Mary Ann’s beloved Paul died of Alzheimer’s Disease 10 years ago at 91. Her 100th birthday fell on Easter Sunday this year, doubling the joyfulness of the day.

Marion Moreno

No one at St. Raymond will ever ask “which one is Marion” when all three friends are pictured together, as they were at the 100th birthday party the parish threw for them in March of this year.

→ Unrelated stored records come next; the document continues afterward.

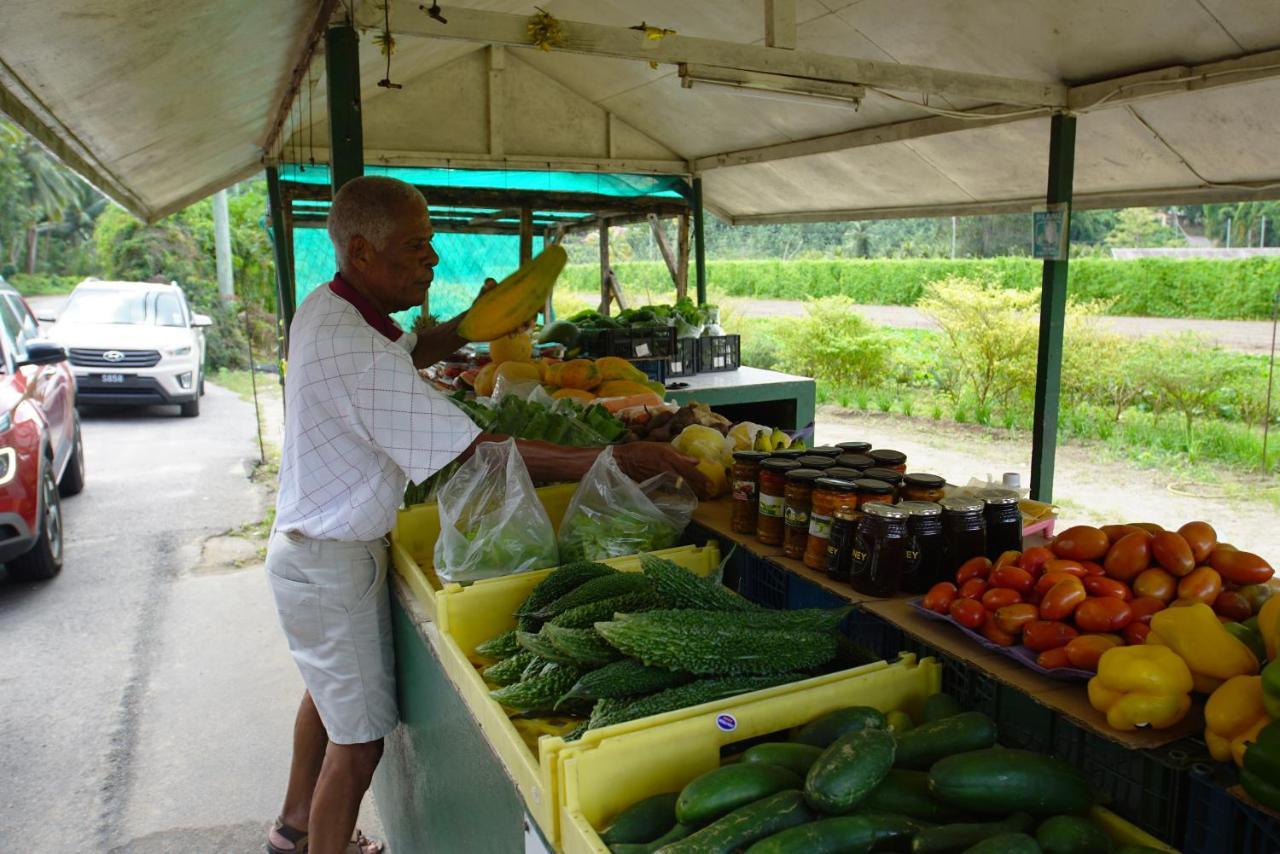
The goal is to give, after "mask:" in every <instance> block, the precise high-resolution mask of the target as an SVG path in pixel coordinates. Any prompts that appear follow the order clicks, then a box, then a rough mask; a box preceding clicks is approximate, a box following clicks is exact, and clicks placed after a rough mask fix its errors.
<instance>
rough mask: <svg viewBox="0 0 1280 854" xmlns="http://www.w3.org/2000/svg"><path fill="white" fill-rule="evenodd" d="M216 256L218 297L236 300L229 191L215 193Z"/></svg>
mask: <svg viewBox="0 0 1280 854" xmlns="http://www.w3.org/2000/svg"><path fill="white" fill-rule="evenodd" d="M214 254H215V256H216V261H218V296H219V297H221V298H223V300H224V301H228V300H234V298H236V286H234V283H233V282H232V224H230V218H229V216H228V213H227V191H225V189H219V191H218V192H216V193H214Z"/></svg>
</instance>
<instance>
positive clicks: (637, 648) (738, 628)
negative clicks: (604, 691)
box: [595, 611, 836, 676]
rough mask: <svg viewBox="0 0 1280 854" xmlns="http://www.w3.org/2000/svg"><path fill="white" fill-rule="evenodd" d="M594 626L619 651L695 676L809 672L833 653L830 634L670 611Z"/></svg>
mask: <svg viewBox="0 0 1280 854" xmlns="http://www.w3.org/2000/svg"><path fill="white" fill-rule="evenodd" d="M673 613H676V615H678V613H680V612H678V611H677V612H673ZM595 630H596V631H599V632H600V635H602V636H603V638H604V639H605V640H608V641H609V643H611V644H613V645H614V647H616V648H617V649H618V650H620V652H622V653H625V654H627V656H631V657H632V658H639V659H640V661H643V662H644V663H646V665H653V666H654V667H669V668H671V670H682V671H685V672H689V673H698V675H699V676H710V675H749V673H760V675H764V673H782V672H786V671H795V670H812V668H814V667H819V666H822V665H824V663H827V662H828V661H831V659H832V658H835V656H836V635H835V634H833V632H822V631H781V630H773V629H751V627H749V626H741V627H698V626H686V625H684V624H682V622H681V621H680V618H678V616H675V617H673V616H669V613H668V615H667V616H663V617H660V618H649V615H645V613H639V615H631V616H630V617H628V618H627V620H616V621H609V622H598V624H595Z"/></svg>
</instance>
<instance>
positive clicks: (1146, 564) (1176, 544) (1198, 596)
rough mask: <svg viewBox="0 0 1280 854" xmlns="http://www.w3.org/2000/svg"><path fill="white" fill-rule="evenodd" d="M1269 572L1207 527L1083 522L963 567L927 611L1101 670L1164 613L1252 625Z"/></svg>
mask: <svg viewBox="0 0 1280 854" xmlns="http://www.w3.org/2000/svg"><path fill="white" fill-rule="evenodd" d="M1271 575H1272V568H1271V566H1270V565H1268V563H1267V562H1266V561H1265V560H1263V558H1261V557H1258V556H1257V554H1253V553H1251V552H1240V551H1238V549H1236V548H1235V547H1234V545H1230V544H1228V543H1219V542H1217V533H1216V531H1215V530H1213V528H1212V526H1211V525H1210V524H1208V522H1199V521H1197V522H1188V524H1185V525H1183V526H1181V528H1179V529H1178V530H1176V531H1167V530H1165V529H1162V528H1161V526H1158V525H1155V524H1151V522H1142V524H1133V525H1103V526H1102V528H1093V526H1091V525H1078V526H1075V528H1070V529H1068V530H1065V531H1062V533H1061V534H1060V535H1059V536H1057V538H1055V539H1053V542H1052V543H1050V544H1048V547H1047V548H1046V547H1032V548H1028V549H1027V551H1025V552H1005V553H1004V554H1001V556H1000V558H998V560H997V561H996V562H995V563H992V562H991V560H988V558H986V557H975V558H973V560H970V561H966V562H965V563H964V565H963V566H961V567H960V568H959V570H957V571H956V579H955V583H954V584H952V583H951V581H940V583H938V584H934V585H933V588H931V589H929V592H928V593H927V594H925V597H924V602H923V604H924V607H925V608H928V609H929V611H933V612H936V613H941V615H948V616H950V617H951V618H952V620H955V621H956V622H957V624H960V625H961V626H965V627H966V629H972V630H974V631H979V632H980V634H982V635H983V636H984V638H986V639H987V640H989V641H992V643H995V644H1000V645H1002V647H1012V645H1015V644H1019V643H1020V644H1023V645H1024V647H1027V648H1028V649H1030V650H1032V652H1034V653H1037V663H1039V666H1041V667H1044V668H1048V670H1053V668H1057V667H1075V668H1079V670H1088V671H1096V670H1097V666H1098V658H1101V657H1102V653H1105V652H1106V650H1107V649H1110V648H1112V647H1116V645H1121V644H1140V643H1143V641H1144V640H1146V638H1147V634H1148V632H1149V627H1148V624H1149V622H1151V616H1152V615H1153V613H1156V612H1157V611H1162V609H1164V608H1174V607H1180V606H1184V604H1192V603H1197V602H1203V603H1204V604H1207V606H1210V607H1212V608H1213V611H1215V612H1216V613H1217V615H1219V617H1220V618H1221V620H1224V621H1236V622H1239V621H1244V620H1248V618H1249V617H1251V616H1253V615H1254V613H1256V612H1257V609H1258V608H1261V607H1262V602H1265V600H1266V598H1267V597H1268V595H1270V590H1268V589H1267V588H1266V581H1267V580H1270V579H1271Z"/></svg>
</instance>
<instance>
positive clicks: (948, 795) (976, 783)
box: [929, 718, 1093, 816]
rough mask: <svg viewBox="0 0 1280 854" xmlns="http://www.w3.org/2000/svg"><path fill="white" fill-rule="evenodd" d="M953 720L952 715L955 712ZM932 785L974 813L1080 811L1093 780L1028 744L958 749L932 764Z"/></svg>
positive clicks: (930, 786) (1070, 811)
mask: <svg viewBox="0 0 1280 854" xmlns="http://www.w3.org/2000/svg"><path fill="white" fill-rule="evenodd" d="M951 720H954V718H951ZM929 791H931V793H932V794H933V796H934V798H937V799H938V800H942V802H943V803H947V804H952V805H954V807H959V808H960V809H968V810H972V812H975V813H998V814H1005V813H1010V812H1028V813H1032V814H1033V816H1053V814H1057V813H1082V812H1084V810H1087V809H1088V808H1089V807H1092V805H1093V791H1092V789H1091V786H1089V782H1088V781H1087V780H1085V778H1084V775H1082V773H1080V772H1079V771H1076V769H1075V768H1074V767H1071V766H1070V764H1068V763H1066V762H1062V761H1061V759H1055V758H1053V757H1046V755H1042V754H1039V753H1032V752H1030V750H1009V749H1006V748H996V749H988V750H974V752H972V753H957V754H955V755H951V757H947V758H945V759H940V761H938V762H937V763H936V764H934V766H933V767H932V768H929Z"/></svg>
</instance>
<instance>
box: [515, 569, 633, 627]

Marion is known by all at St. Raymond Parish for her bright smile and flowered headband “perched just above her trim bangs,” according to Clough.  “She brings springtime to the seat in the front row every Sunday” accompanied by her caregivers. They vouch for the fact that a headband of flowers is Marion’s “brand” ever since her late husband, Hal, wrote a song for her. “Oh Marion, sweet Marion, how many times I dream of you, you always make my dreams come true.”

Born on April 6,1924, at St. Francis Hospital in San Francisco, Marion went to St. Brigid School. She was married to Jack Farrell when she was 18 not long after they met riding bikes in Atherton where Jack lived and Marion’s family spent their summers.

Jack served in the Navy during World War II and returned home to become a fireman for the City of Atherton, and later, city manager.  Married for 60 years, they raised their three children, David, Tom, and Nancy in the house where Marion still lives. She calls it “the house that Jack built.”  Jack died of cancer in 1988, but not before a baseball park was dedicated to him in East Palo Alto – Jack Farrell Park.

Marion was blessed to find great love a second time when she met Halcott Moreno at a Superbowl party in 1990. They were in their 60s, and had both lost their spouses. They were married at Nativity Church a year later.

Hal played the piano and he also wrote a love song to Marion. “He was a true romantic,” she said. Marion was the first woman president of the Palo Alto Lions Club.

Hal died in 2011 after 20 years of marriage.

“I was lucky, I had two wonderful husbands,” said Marion. She keeps their memories alive with music. She still attends “Banjo Night” at Harry’s Hofbrau in Redwood City, and often sings with the band. “I’ve always been a go-go girl, and I am still a go-go girl.”

St. Raymond parishioner Pat Clough conducted multiple interviews with Rini, Mary Ann, and Marion that served as the resource for this story.